«С радостью, любезный доктор. Но, прошу вас, не ешьте больше соли, иначе ваш гнев перехлынет все границы».
«Не страшитесь гнева, мистер Грей, если вам не страшна правда».
«Откровенно говоря, я не страшусь ничего, а потому продолжайте».
«В теченье последних тридцати лет, – начал я, – пользуясь разными способами и посещая многие страны, с превеликим трудом, ревностью и усердием стремился я овладеть наивысшим знанием, какое только доступно смертному. Наконец я уверился, что в сем мире нет человека, способного открыть мне истины, коих жаждала моя душа, и сказал себе самому, что искомый мною свет может быть обнаружен лишь в книгах и исторических записках. Я не составляю гороскопов и не ворожу, как вы легкомысленно полагаете, но лишь пользуюсь мудростью, которую накопил за все эти годы…» Я сделал паузу и отхлебнул еще вина. «Однако для вящей складности повествования мне следует начать с начала».
«Да-да, цельтесь в белую мишень, – сказал он. – Перед вами tabula rasa».
«Мои родители были достойными людьми, снискавшими немалое уважение соседей, ибо отец мой служил управителем в поместье лорда Гравенара. Последыш в семье – все остальные дети были гораздо старше, – я, как говорят, держался особняком и играл в полях близ нашего старинного дома в восточном Актоне. Нет нужды упоминать о поразительной несхожести ребячьих натур – ведь и самый дух состоит из многих различных эманаций, – но я обладал характером замкнутым и возвышенным: играл всегда в одиночку, сторонясь товарищей, как назойливых мух, а когда отец взялся учить меня, сразу полюбил общество старых книг. Не достигнув и девятилетнего возраста, я уже овладел греческим и латынью; бродя меж изгородей и дворов нашего прихода, я с наслажденьем повторял по памяти стихи Овидия и периоды Туллия. Я читал овцам „Словарь“ Элиота, а коровам „Грамматику“ Лили, а затем бежал восвояси, дабы углубиться в труды Эразма и Вергилия за своим собственным маленьким столиком. Конечно, я делил комнату и ложе с двумя братьями (оба они теперь покоятся в земле), но родители понимали мою любовь к уединенности и преподнесли мне ларец с замком и ключом, где я хранил не только одежду, но и книги. Был у меня и ящичек, в коем я прятал свои записи и многочисленные стихи собственного сочинения – отец рано обучил меня письму.
Я вставал в пять часов утра и спешно ополаскивал лицо и руки, слыша зов отца: «Surgite! Surgtie!» [12] Все домашние молились вместе, а затем он отводил меня в свою комнату, где я упражнялся в игре на лютне: мой отец неустанно пекся о том, чтобы я овладел мастерством музыканта, и благодаря ежедневным занятиям я весьма преуспел в пении и игре на различных инструментах.

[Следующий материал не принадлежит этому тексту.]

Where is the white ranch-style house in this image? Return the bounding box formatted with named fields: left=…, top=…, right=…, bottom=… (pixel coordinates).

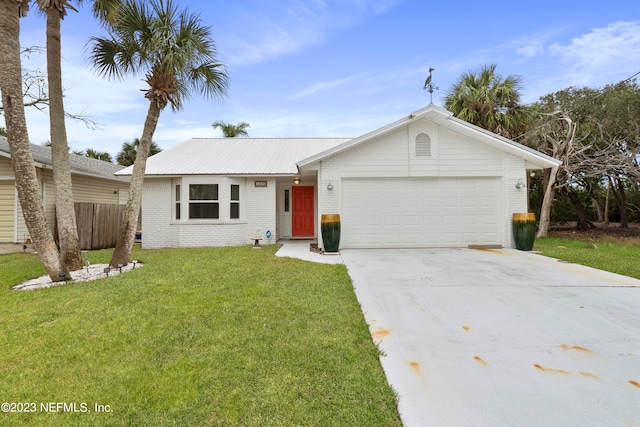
left=117, top=104, right=558, bottom=248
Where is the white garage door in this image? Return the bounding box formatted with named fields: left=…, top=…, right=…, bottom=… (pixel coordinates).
left=341, top=178, right=502, bottom=248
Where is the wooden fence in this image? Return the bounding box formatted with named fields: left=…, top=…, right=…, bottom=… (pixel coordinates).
left=74, top=203, right=124, bottom=250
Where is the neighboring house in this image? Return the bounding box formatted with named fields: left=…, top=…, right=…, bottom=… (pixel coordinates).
left=0, top=136, right=131, bottom=243
left=118, top=105, right=559, bottom=248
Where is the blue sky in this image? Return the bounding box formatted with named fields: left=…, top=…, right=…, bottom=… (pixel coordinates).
left=8, top=0, right=640, bottom=155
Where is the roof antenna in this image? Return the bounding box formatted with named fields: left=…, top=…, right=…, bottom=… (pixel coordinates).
left=422, top=67, right=440, bottom=105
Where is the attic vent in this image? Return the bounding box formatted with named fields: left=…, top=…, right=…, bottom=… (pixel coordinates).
left=416, top=133, right=431, bottom=157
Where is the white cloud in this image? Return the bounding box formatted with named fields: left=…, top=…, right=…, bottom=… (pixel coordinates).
left=549, top=21, right=640, bottom=84
left=218, top=0, right=401, bottom=66
left=289, top=73, right=367, bottom=100
left=516, top=40, right=544, bottom=58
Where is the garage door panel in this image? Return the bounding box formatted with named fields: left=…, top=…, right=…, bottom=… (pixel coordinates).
left=342, top=178, right=501, bottom=248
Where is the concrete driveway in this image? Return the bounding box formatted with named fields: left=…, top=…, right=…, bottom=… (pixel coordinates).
left=342, top=249, right=640, bottom=427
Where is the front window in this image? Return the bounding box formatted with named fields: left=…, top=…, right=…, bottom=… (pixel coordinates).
left=229, top=184, right=240, bottom=219
left=189, top=184, right=220, bottom=219
left=176, top=184, right=180, bottom=220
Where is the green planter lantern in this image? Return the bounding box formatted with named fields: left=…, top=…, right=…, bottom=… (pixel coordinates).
left=513, top=213, right=536, bottom=251
left=321, top=214, right=340, bottom=252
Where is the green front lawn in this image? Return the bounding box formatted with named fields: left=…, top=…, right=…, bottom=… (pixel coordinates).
left=534, top=237, right=640, bottom=279
left=0, top=246, right=400, bottom=426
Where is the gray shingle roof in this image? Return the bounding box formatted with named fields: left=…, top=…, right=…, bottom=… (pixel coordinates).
left=0, top=136, right=130, bottom=182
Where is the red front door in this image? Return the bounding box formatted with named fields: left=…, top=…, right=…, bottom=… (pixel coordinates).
left=291, top=186, right=314, bottom=236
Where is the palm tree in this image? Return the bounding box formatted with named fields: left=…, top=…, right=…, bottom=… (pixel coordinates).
left=91, top=0, right=228, bottom=266
left=0, top=0, right=69, bottom=282
left=37, top=0, right=120, bottom=270
left=211, top=121, right=249, bottom=138
left=116, top=138, right=162, bottom=166
left=445, top=64, right=530, bottom=138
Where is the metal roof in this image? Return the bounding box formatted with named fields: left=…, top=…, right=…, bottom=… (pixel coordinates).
left=297, top=104, right=561, bottom=168
left=118, top=138, right=351, bottom=176
left=0, top=136, right=130, bottom=182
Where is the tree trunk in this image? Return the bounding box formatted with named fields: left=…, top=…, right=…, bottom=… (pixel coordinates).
left=46, top=6, right=82, bottom=270
left=109, top=101, right=162, bottom=268
left=0, top=0, right=69, bottom=282
left=536, top=166, right=559, bottom=237
left=612, top=178, right=629, bottom=228
left=591, top=197, right=604, bottom=222
left=567, top=188, right=593, bottom=230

К семи мы собирались за общим столом, на котором уже стоял завтрак – мясо, хлеб и эль (в ту пору называемый пищею ангелов); после трапезы я садился изучать правила грамматики, стихотворной импровизации, толкования иноязычных текстов, перевода и тому подобного. Моими товарищами по детским играм были Гораций и Теренций, хотя уже тогда я питал глубокий интерес к истории своей страны и начиная с ранних лет искал подлинной учености, а отнюдь не пустых забав.
Однако вскоре настало время подыматься в иную сферу, и в месяце ноябре года от Рождества Христова 1542-го отец отправил меня в Кембридж для занятий логикой, при посредстве коей я мог бы и далее овладевать высокими искусствами и науками. Тогда мне было около пятнадцати лет, ведь я появился в сем мире тринадцатого июля 1527 года…»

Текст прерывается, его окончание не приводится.